What Does It Mean When the Doctor Asks If My Son With Down Syndrome Is 'Thriving'?
I don’t like the word “thriving.”
The Oxford dictionary describes the word “thriving” as, “prosperous and growing; flourishing.” If you looked up the word in a thesaurus, synonyms include, “advancing,” “blooming,” “developing” and “doing well.” I am not yet sure what it means in the context of parenting kids with disabilities. The National Health Service website does not describe what they mean by “thriving,” but does explain “failure to thrive” means your baby is growing more slowly than other children of the same age.
I believe we are all unique and individual, which is why I struggle with the word. We have different shapes and sizes; we grow and develop at our own pace, even as adults. My son, Harry, has Down syndrome, and I’m not sure what doctors mean when they ask me, “Is he thriving?” I wonder if the question is somewhat different to what they mean when they ask parents of “typical” babies the same age as Harry.
I was recently asked, “Is he thriving?” and I must admit my first thought was, “Isn’t that your job to assess?” I’m hardly going to answer “no” to that question.

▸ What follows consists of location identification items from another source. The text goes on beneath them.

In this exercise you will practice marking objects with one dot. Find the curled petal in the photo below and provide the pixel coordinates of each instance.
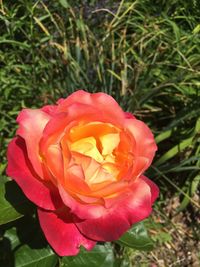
(105, 104)
(43, 194)
(120, 217)
(145, 145)
(82, 210)
(31, 126)
(61, 232)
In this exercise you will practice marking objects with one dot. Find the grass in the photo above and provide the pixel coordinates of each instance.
(144, 53)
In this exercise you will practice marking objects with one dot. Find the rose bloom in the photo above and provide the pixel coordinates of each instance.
(82, 163)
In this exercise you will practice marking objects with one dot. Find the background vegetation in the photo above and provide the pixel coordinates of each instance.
(146, 54)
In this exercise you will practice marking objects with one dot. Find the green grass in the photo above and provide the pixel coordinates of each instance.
(144, 53)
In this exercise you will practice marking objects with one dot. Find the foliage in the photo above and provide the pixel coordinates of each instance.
(144, 53)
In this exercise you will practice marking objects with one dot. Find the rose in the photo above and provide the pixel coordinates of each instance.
(82, 162)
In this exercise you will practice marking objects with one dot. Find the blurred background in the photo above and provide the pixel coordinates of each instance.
(146, 54)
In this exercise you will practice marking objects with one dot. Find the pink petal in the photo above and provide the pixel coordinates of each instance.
(129, 115)
(31, 126)
(83, 211)
(49, 109)
(154, 188)
(20, 169)
(62, 234)
(105, 104)
(118, 219)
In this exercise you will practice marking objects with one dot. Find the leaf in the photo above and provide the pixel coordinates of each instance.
(100, 256)
(25, 246)
(26, 256)
(13, 203)
(137, 238)
(64, 3)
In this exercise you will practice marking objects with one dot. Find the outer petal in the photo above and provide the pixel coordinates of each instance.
(84, 211)
(134, 208)
(62, 233)
(20, 169)
(144, 140)
(31, 126)
(154, 188)
(106, 105)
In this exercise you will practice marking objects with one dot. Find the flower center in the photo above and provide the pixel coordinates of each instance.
(95, 143)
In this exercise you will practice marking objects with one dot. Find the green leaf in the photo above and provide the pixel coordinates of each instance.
(100, 256)
(26, 256)
(13, 203)
(25, 246)
(64, 3)
(137, 238)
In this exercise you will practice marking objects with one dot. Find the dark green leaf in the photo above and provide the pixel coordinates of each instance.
(100, 256)
(25, 246)
(64, 3)
(137, 237)
(13, 203)
(26, 256)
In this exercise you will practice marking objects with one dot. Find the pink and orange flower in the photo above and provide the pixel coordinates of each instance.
(82, 163)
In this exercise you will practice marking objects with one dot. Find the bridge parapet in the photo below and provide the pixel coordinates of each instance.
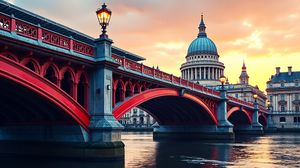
(36, 32)
(152, 72)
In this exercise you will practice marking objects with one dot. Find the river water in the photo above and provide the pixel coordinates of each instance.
(268, 151)
(274, 150)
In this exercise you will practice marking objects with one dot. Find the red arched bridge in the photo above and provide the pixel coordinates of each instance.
(59, 84)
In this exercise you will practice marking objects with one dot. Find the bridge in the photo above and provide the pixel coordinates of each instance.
(60, 85)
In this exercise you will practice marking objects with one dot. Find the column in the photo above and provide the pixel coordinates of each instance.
(103, 125)
(192, 73)
(200, 71)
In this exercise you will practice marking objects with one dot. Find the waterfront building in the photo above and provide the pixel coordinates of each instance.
(202, 60)
(244, 91)
(137, 118)
(283, 90)
(203, 66)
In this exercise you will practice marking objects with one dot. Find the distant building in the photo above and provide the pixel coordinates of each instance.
(283, 90)
(203, 66)
(202, 60)
(244, 91)
(137, 118)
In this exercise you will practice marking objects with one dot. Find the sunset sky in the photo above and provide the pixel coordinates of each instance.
(264, 33)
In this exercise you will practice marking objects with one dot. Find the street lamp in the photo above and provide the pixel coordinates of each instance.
(255, 97)
(103, 16)
(268, 103)
(222, 80)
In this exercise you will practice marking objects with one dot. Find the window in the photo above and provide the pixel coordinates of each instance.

When I think about my son thriving, I think of all the amazing things my child has accomplished. I am not focused on the delays or what other “typical” babies are expected to be doing at this age.
My answer to this question was very bland: “He feeds well and is growing nicely.”
What I wish I’d said was this: “He is amazing! He has a smile that lights up a room. He has a laugh that could melt a frozen heart. He has the most beautiful, expressive eyes. His hands have the softest, gentlest touch on my face.”
To me, the happiness of my child is as important as when it comes to his development. After all, isn’t that what having children is all about anyway?